アルミ鋳物材料物性値
アルミ鋳造用合金には、AC1AからAC9Bまで種別に成分、特性の違いがあります。
弊社で使用しているAC4CHは、下記のように機械的性質、リサイクル性などに優れ、非常に優秀な合金です。
・強度は、全アルミ鋳造合金のうち中程度だが、鋳造性が良いので実体強度は高い信頼性がある。
・鋳造性は、AC3Aに次いで高い鋳造性がある。
・被削性は、全アルミ鋳造合金のうち比較的良いほうである。
・耐食性は、AC7Aに次いで高い耐食性がある。
以下は、鋳物用アルミ合金の物性値、特性、成分の資料です。
■ AC4CHの物性値について
引張強さ指標195~295 N/mm2
引張強さ230(N/mm2)
0.2%耐力165(N/mm2)
伸び5.2(%)
硬さHB 80
縦弾性係数(引張り) 72.5(kN/mm2)
縦弾性係数(圧縮) -
剪断弾性係数24(kN/mm2)
ポアソン比- [アルミニウム合金一般で0.33]※参考
実体強さ(最小値) 235(N/mm2)
実体強さ(最大値) 254(N/mm2)
※あくまで参考にしてください!
圧縮強さ - [一般に引張強さの70%程度と考えれば良いのでは]
せん断強さ - [一般に引張強さの50%程度と考えれば良いのでは]
曲げ強さ - [一般に引張強さの100〜150%程度と考えれば良いのでは]
■ 鋳物用アルミ合金の種類と特性
・合金の種類と特性
AC1A,AC1B(Al-Cu,Al-Cu-Mg系)
高強度だが鋳造性が悪く、耐食性も良くない。
架線用部品、自転車部品、航空機用油圧部品、電装部品などの高い強さを必要とする構造材に用いられる。
AC2A,AC2B(Al-Cu-Si系)
Al-Cu系の鋳造性を改善した合金で、流動性、被削性、溶接性が良好
AC2Aは自動車のシリンダ-ヘッド、マニホ-ルド、デフキャリア、ポンプボディ、足回り部品などに用いられる。

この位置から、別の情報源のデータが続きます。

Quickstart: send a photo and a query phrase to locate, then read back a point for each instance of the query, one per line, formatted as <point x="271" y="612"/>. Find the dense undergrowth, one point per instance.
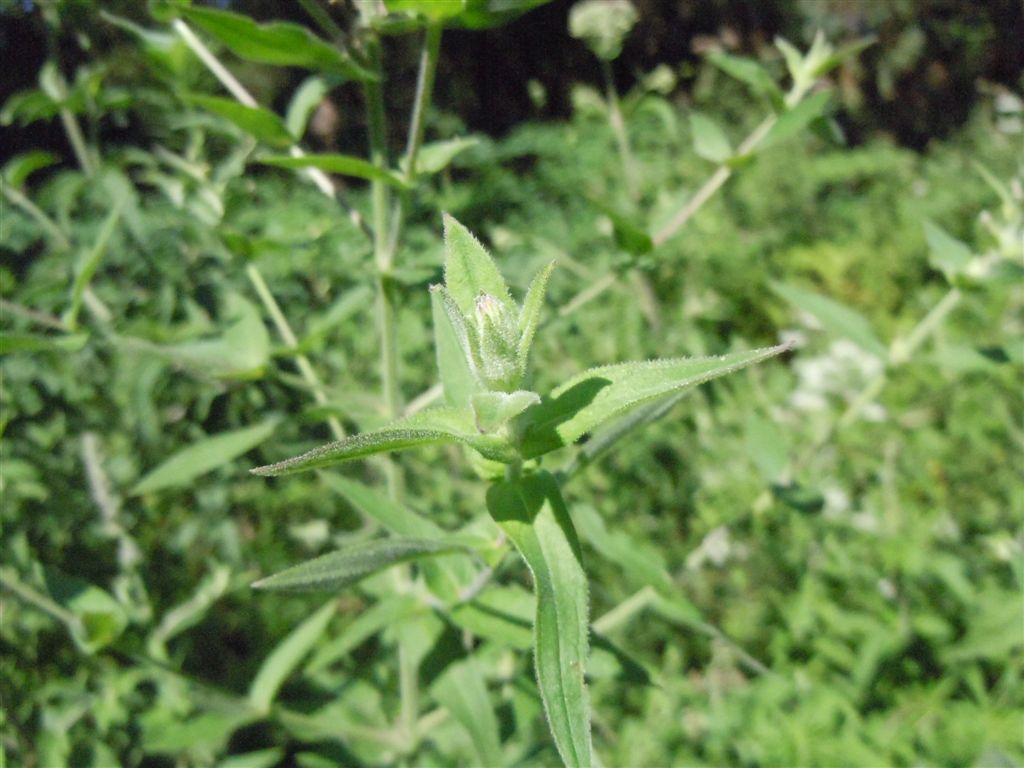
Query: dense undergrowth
<point x="786" y="574"/>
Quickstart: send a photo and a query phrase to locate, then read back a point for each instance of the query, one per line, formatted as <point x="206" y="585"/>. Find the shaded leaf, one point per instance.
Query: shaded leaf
<point x="19" y="342"/>
<point x="343" y="165"/>
<point x="531" y="512"/>
<point x="286" y="657"/>
<point x="281" y="43"/>
<point x="835" y="317"/>
<point x="469" y="270"/>
<point x="203" y="457"/>
<point x="793" y="121"/>
<point x="259" y="123"/>
<point x="710" y="140"/>
<point x="426" y="428"/>
<point x="338" y="569"/>
<point x="462" y="690"/>
<point x="529" y="314"/>
<point x="600" y="393"/>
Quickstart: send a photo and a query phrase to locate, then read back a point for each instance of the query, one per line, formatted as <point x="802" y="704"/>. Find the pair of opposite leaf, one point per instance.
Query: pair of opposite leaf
<point x="482" y="341"/>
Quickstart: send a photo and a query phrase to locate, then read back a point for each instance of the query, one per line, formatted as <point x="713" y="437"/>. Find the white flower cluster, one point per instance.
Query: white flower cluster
<point x="842" y="372"/>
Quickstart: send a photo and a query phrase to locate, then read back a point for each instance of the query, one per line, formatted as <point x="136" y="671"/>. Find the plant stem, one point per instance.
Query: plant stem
<point x="617" y="124"/>
<point x="424" y="90"/>
<point x="386" y="320"/>
<point x="286" y="332"/>
<point x="243" y="96"/>
<point x="49" y="225"/>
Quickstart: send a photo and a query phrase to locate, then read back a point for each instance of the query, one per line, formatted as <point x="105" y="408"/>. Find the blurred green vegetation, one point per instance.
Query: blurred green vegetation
<point x="788" y="586"/>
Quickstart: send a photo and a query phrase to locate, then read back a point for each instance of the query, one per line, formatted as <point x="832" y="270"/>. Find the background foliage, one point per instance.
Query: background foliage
<point x="798" y="565"/>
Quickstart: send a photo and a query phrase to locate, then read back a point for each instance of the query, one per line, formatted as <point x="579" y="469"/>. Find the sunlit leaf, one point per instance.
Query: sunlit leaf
<point x="948" y="255"/>
<point x="592" y="397"/>
<point x="795" y="120"/>
<point x="286" y="657"/>
<point x="531" y="512"/>
<point x="205" y="456"/>
<point x="338" y="569"/>
<point x="835" y="317"/>
<point x="469" y="270"/>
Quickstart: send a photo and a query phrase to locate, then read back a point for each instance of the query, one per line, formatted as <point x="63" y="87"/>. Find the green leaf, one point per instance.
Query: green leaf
<point x="529" y="314"/>
<point x="710" y="140"/>
<point x="835" y="317"/>
<point x="343" y="165"/>
<point x="261" y="124"/>
<point x="843" y="53"/>
<point x="337" y="569"/>
<point x="469" y="270"/>
<point x="532" y="514"/>
<point x="241" y="352"/>
<point x="99" y="619"/>
<point x="280" y="43"/>
<point x="87" y="265"/>
<point x="495" y="410"/>
<point x="462" y="690"/>
<point x="452" y="347"/>
<point x="307" y="97"/>
<point x="946" y="254"/>
<point x="18" y="168"/>
<point x="766" y="445"/>
<point x="631" y="237"/>
<point x="435" y="10"/>
<point x="433" y="427"/>
<point x="18" y="342"/>
<point x="286" y="657"/>
<point x="204" y="457"/>
<point x="747" y="71"/>
<point x="600" y="393"/>
<point x="793" y="121"/>
<point x="436" y="156"/>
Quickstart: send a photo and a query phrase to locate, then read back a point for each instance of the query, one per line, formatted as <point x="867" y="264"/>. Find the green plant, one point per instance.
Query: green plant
<point x="482" y="339"/>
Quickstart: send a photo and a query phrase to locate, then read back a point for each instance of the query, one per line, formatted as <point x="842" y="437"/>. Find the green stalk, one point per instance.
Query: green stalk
<point x="386" y="315"/>
<point x="617" y="124"/>
<point x="288" y="335"/>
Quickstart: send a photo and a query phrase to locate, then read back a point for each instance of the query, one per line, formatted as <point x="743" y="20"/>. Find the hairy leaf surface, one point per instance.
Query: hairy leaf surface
<point x="590" y="398"/>
<point x="532" y="514"/>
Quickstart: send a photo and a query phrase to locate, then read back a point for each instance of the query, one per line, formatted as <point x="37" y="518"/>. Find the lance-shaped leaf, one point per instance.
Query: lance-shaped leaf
<point x="600" y="393"/>
<point x="469" y="270"/>
<point x="532" y="514"/>
<point x="426" y="428"/>
<point x="261" y="124"/>
<point x="494" y="410"/>
<point x="835" y="317"/>
<point x="337" y="569"/>
<point x="343" y="165"/>
<point x="529" y="315"/>
<point x="281" y="43"/>
<point x="455" y="360"/>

AC2Bはクランクケ-ス、バルブボディ、クラッチハウジングなどに用いられる。
AC3A(Al-Si系)
流動性が良く、薄肉で大型鋳物、形状が複雑な鋳物に用いられる。非熱処理型合金で、比較的強度が低く、機械的特質、被削性が劣るが、溶接性、耐食性は良い。
ケ-ス、カバ-、ハウジング類、カ-テンウォ-ルなどに用いられる。
AC4A,AC4C,AC4CH(Al-Si-Mg系)
当社が-ACE- で使用している材料
Al-Si系合金に少量のMgを加えたもので、熱処理効果を与え、機械的性質と被削性を改善した合金。耐食性が良い。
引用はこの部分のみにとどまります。